Tightening the Cybersecurity Net: TSA Fortifies Pipeline Requirements

Government TSA Updates Pipeline Cybersecurity Requirements

July 27, 2023

The Transportation Security Administration (TSA) has announced updated cybersecurity requirements for oil and natural gas pipeline owners and operators, following the disruptive cyberattack that hit Colonial Pipeline in 2021. The new security directive aims to enhance the defenses against cyberattacks and requires pipeline organizations to implement measures to improve their cybersecurity.

Testing Assessment and Incident Response Plans

The updated requirements now require owners and operators to annually submit an updated cybersecurity assessment plan to the TSA for review and approval. This plan will outline the measures that will be taken to secure the pipelines and prevent cyberattacks. Additionally, organizations will need to provide a schedule for assessing and auditing specific cybersecurity measures and submit an annual report with the results of the previous year’s assessment.

One of the significant changes is the requirement for pipeline companies to test at least two objectives of their incident response plans on an annual basis. This additional testing will help ensure the readiness and effectiveness of response plans in the event of a cyber incident.

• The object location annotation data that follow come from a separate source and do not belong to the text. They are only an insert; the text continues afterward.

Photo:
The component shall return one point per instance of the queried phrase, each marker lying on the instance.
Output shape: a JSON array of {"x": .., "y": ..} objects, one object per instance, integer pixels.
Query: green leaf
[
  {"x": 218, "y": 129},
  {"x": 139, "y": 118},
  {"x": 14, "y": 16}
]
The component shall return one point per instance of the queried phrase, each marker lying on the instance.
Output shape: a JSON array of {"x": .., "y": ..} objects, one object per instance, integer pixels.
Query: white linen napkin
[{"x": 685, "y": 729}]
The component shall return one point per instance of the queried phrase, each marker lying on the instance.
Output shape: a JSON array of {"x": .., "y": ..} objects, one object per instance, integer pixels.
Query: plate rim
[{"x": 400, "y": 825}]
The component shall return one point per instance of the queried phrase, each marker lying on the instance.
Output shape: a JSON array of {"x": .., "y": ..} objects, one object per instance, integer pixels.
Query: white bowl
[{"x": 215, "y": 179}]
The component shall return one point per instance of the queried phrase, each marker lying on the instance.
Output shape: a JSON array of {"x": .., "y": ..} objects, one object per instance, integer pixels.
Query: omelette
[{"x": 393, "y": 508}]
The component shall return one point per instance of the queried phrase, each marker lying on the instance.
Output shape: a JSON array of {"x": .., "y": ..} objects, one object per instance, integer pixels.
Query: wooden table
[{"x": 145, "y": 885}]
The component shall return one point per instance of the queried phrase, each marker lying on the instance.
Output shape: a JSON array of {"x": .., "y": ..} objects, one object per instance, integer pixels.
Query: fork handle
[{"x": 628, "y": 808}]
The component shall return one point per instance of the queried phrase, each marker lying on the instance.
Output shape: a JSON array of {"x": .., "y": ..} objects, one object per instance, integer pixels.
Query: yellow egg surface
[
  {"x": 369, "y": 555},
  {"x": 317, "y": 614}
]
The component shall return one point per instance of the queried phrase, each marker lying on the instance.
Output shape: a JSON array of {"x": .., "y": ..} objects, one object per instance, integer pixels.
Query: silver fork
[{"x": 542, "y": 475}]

Incorporating Existing Industry Standards

The TSA‘s updated security directive takes a performance-based approach rather than prescribing specific measures, allowing pipeline companies to incorporate industry standards they already use, such as the NIST Cybersecurity Framework and the ISA/IEC 62443 series. This approach demonstrates the TSA‘s support for the distinct needs of the sector and offers flexibility to accommodate differences in systems and operations.

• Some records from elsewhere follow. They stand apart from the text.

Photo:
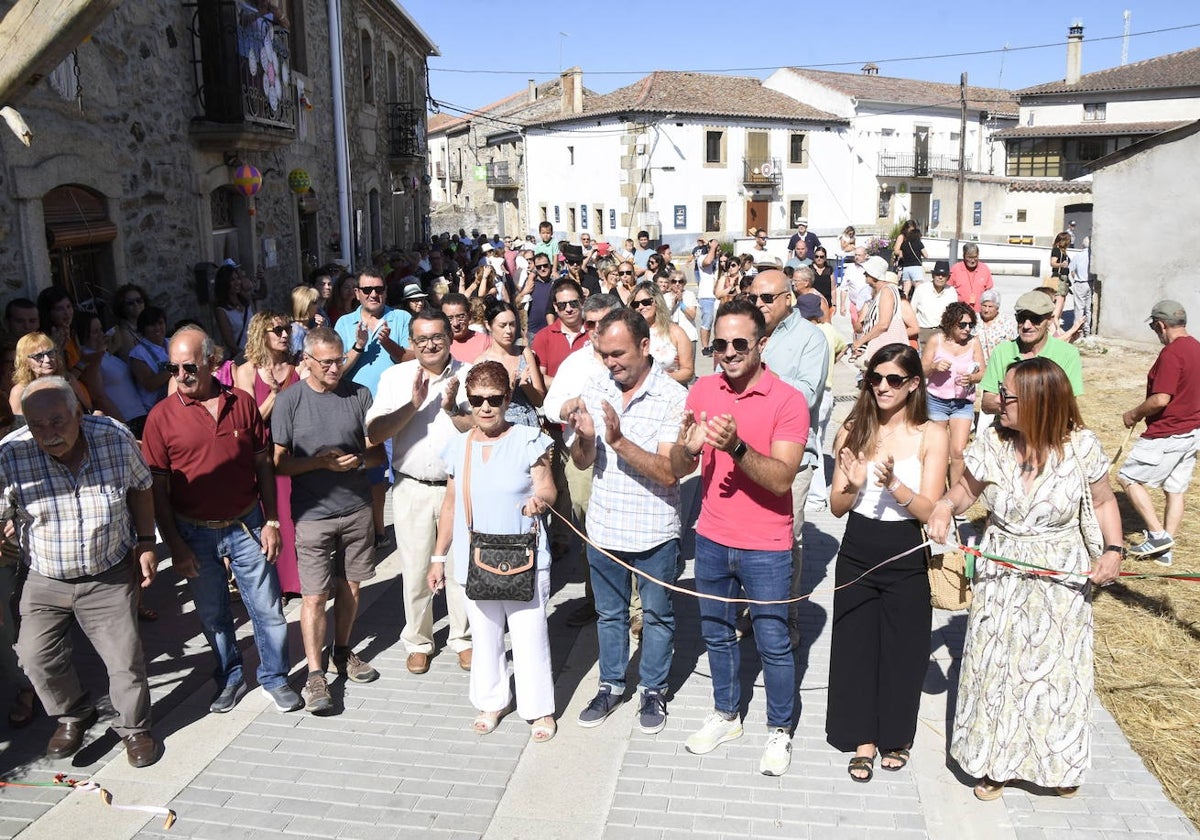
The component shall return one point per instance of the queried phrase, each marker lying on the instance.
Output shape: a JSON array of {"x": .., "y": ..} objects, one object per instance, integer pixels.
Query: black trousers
[{"x": 881, "y": 636}]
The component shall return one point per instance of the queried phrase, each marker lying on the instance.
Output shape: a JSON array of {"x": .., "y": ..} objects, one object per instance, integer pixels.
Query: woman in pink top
[{"x": 953, "y": 364}]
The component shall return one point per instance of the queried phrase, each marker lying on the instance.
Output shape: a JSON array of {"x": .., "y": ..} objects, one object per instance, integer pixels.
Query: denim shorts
[{"x": 946, "y": 409}]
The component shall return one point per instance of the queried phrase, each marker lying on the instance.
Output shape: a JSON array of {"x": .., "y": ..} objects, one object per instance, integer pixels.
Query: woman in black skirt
[{"x": 891, "y": 467}]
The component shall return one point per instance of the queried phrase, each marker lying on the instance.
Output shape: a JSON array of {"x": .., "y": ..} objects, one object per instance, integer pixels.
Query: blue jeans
[
  {"x": 259, "y": 587},
  {"x": 765, "y": 576},
  {"x": 611, "y": 586}
]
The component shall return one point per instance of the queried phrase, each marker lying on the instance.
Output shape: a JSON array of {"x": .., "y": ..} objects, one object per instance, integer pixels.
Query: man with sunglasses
[
  {"x": 797, "y": 353},
  {"x": 1035, "y": 311},
  {"x": 419, "y": 406},
  {"x": 319, "y": 433},
  {"x": 214, "y": 495},
  {"x": 748, "y": 430},
  {"x": 1165, "y": 454},
  {"x": 567, "y": 334}
]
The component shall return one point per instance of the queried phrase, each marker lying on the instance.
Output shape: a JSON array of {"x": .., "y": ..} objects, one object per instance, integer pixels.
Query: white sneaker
[
  {"x": 778, "y": 755},
  {"x": 714, "y": 732}
]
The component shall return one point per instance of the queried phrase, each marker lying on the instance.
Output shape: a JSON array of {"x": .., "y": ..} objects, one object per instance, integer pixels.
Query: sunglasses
[
  {"x": 739, "y": 345},
  {"x": 493, "y": 400},
  {"x": 893, "y": 379},
  {"x": 768, "y": 298},
  {"x": 325, "y": 364}
]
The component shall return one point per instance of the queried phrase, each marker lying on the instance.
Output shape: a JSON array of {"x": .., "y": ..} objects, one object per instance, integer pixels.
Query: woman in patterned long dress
[{"x": 1025, "y": 687}]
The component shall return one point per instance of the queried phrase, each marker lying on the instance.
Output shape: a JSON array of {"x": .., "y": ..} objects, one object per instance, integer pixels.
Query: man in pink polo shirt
[{"x": 748, "y": 429}]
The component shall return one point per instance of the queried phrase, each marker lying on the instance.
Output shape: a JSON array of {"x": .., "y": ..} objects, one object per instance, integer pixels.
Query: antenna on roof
[{"x": 1125, "y": 39}]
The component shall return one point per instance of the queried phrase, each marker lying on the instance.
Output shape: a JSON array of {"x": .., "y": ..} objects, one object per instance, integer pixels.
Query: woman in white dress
[{"x": 1026, "y": 683}]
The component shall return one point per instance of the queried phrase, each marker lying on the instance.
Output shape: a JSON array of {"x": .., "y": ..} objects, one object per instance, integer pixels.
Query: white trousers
[
  {"x": 415, "y": 508},
  {"x": 490, "y": 685}
]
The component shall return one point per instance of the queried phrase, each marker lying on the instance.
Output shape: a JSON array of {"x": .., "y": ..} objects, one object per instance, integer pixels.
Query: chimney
[
  {"x": 573, "y": 90},
  {"x": 1074, "y": 52}
]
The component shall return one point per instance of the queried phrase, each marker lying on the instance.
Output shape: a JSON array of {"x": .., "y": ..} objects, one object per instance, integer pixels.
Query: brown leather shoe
[
  {"x": 67, "y": 738},
  {"x": 141, "y": 749}
]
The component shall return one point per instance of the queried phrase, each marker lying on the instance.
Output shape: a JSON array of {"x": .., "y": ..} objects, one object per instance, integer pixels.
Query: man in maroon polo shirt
[
  {"x": 214, "y": 485},
  {"x": 565, "y": 335}
]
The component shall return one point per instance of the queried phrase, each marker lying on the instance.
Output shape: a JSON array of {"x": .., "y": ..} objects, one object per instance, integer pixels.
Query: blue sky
[{"x": 619, "y": 41}]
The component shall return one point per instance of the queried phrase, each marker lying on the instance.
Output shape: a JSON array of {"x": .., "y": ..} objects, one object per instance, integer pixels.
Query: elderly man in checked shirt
[
  {"x": 78, "y": 493},
  {"x": 625, "y": 424}
]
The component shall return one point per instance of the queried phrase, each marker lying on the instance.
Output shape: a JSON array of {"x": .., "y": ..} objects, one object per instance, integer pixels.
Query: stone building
[{"x": 138, "y": 133}]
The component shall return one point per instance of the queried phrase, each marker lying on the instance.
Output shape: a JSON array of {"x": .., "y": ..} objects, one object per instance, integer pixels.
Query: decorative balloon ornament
[{"x": 247, "y": 180}]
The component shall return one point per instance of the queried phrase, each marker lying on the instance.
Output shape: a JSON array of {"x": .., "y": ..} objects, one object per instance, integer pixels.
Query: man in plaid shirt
[{"x": 78, "y": 493}]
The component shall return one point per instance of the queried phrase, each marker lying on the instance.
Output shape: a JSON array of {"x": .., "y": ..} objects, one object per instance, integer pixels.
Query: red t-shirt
[
  {"x": 1175, "y": 373},
  {"x": 551, "y": 346},
  {"x": 735, "y": 511},
  {"x": 210, "y": 463}
]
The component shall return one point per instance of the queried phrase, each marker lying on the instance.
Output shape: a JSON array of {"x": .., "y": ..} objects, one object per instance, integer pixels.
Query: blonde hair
[
  {"x": 303, "y": 299},
  {"x": 29, "y": 345},
  {"x": 256, "y": 336}
]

Jason Christopher, director of cyber risk at industrial cybersecurity firm Dragos, remarked on the updated requirements, saying, “The focus on continuous monitoring and performing exercises, as well as the approval to use compensating controls, represent major improvements for all pipeline owners and operators.”

Concerns and Recommendations

While the updated cybersecurity requirements demonstrate progress in the TSA‘s support for the pipeline sector, there are concerns about the increased audit language and reporting requirements. Industry experts are urging the TSA to align these requirements with other regulatory frameworks to reduce the burden on critical infrastructure owners and operators subject to multiple regulatory authorities.

Moreover, the engagement between the TSA and the private sector and industry experts should continue as the security directives are updated and revised moving forward. This collaboration will ensure that the requirements are effective in enhancing cybersecurity measures and mitigating potential threats.

Conclusion

The TSA‘s updated cybersecurity requirements for pipeline owners and operators are a significant step towards fortifying critical infrastructure against cyberattacks. By testing assessment and incident response plans and allowing the incorporation of existing industry standards, the TSA aims to improve the sector’s cybersecurity resilience. However, concerns remain about the increased audit and reporting requirements, calling for alignment with other regulatory frameworks to ease the burden on infrastructure owners and operators. Ongoing collaboration between the TSA, private sector, and industry experts will be crucial in ensuring the effectiveness of these requirements in the rapidly evolving cybersecurity landscape.